Here is what I usually do when I need to lope a colt that I “know” will buck with me:
Before I ever ride a colt, I’ve tied his head around and taught him to give laterally to the bit. I’ve also “doubled” him (pulled him) from the ground so he knows what that is too. As long as I can get the colt’s head whenever I need it, I feel I can control him.
So, let’s say I’m on a colt and the colt is humpy and threatening to bog his head and buck.
The first thing I’ll do is reach down one rein and pull the colt’s head around to get control. Then, I’ll change sides and pull his head around on the other side. I want to remind him that I can “take his head away” whenever I want.
NOTE: If the colt struggles or resists giving his head, it may be necessary to use quick PULLS AND RELEASES instead of a steady pull.
Next, (while I have his head) I’ll start bumping his sides with the calf of my leg.

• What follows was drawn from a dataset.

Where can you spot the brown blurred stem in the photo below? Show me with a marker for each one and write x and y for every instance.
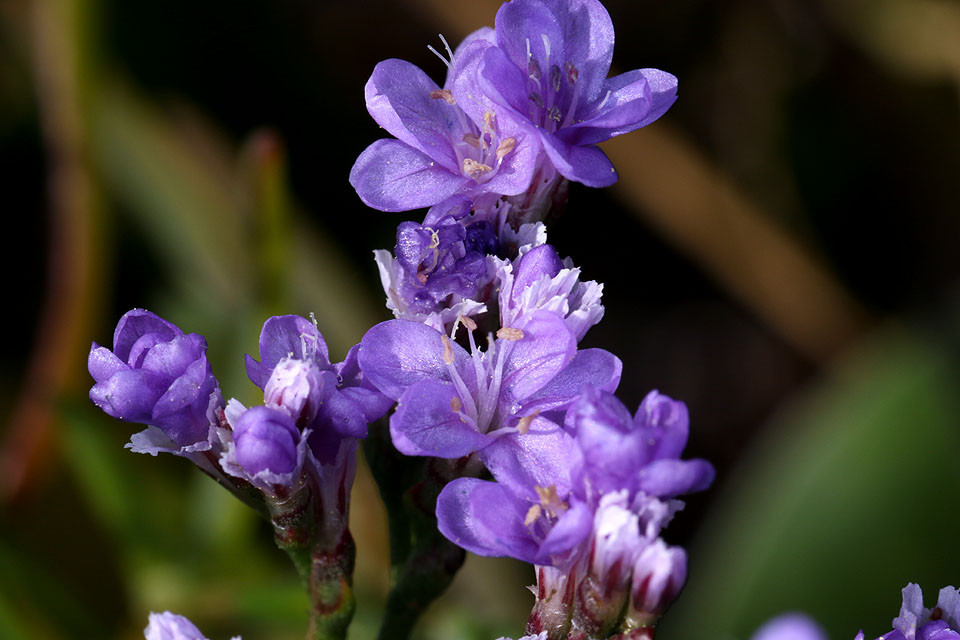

The
bumping will be light at first but I’ll soon increase it to a pretty strong “thump”. I thump his sides with one leg at a time and I’ll have the colt’s head pulled around while I thump.
I do this “thumping” to “entice” the colt to buck.
If he is going to buck, I want him to try it now “when I’m ready for it”. Most colts will try to buck, but as long as I have their head pulled around, they really can’t do it very well.
I’ll do this “pulling his head around and thumping his sides” until the colt has loosened up, relaxed and there is no longer any hump in his back.
On most colts, this is all that is needed to prepare them to lope with no bucking.
With colts that are more determined to buck, I’ll go a step further and “spank” them on
the butt with the ends of the reins. (Of course, I have their head pulled around when I spank them so I can maintain control).
Spanking their butt makes them scurry around in a circle, gets them moving and loosened up. Usually, a swat or two will be enough to get the hump out of their back.
I do have an alternative method that I use on exceptionally big or broncy horses or colts.
Especially ones that really know how to buck… even on older horses that are habitual buckers.
If you have a really bad bucker, I suggest you get my videos about how to fix bad behavior problems.
If it’s a colt your starting, get How To Start Colts With A Hackamore (bosal) & Snaffle Bit.
Larry Trocha Training Stable
I would like to take a moment to talk “frankly” about starting colts
A lot of folks email me to share how they got bucked off their colt. Some of these people were attending a “colt starting clinic” when it happened. They said the clinic was supposed to show them how to start the colt so he wouldn’t “want” to buck.
They went on to say… They were shown how to prepare the colt to be ridden. And were instructed to mount the colt with nothing on his head but a halter.
These people were surprised to find themselves bucked off and hurt in a matter of seconds.
Well, after starting hundreds and hundreds of colts and trying every conceivable method under the sun, this is what I’ve come to believe:
1. Some colts will try to buck no matter how carefully you prepare them.
2. Only a fool gets on an un-broke colt without the proper equipment.
Yes, I have witnessed some of the best colt starting clinicians in the country getting bucked off colts.
And yes, I too am a fool who has on occasion, made that first ride with nothing on the colt but a halter.
But now that I’m older and don’t heal up as fast, I’ve gotten way smarter.
I want to speak to you heart to heart for a moment… Don’t take unnecessary risks with your physical safety. An accident with a colt (or any horse) could cripple you for life.
I know guys who used to be professional trainers who are now permanently confined to a wheelchair. Accidents can happen to anyone. Use caution and don’t get careless.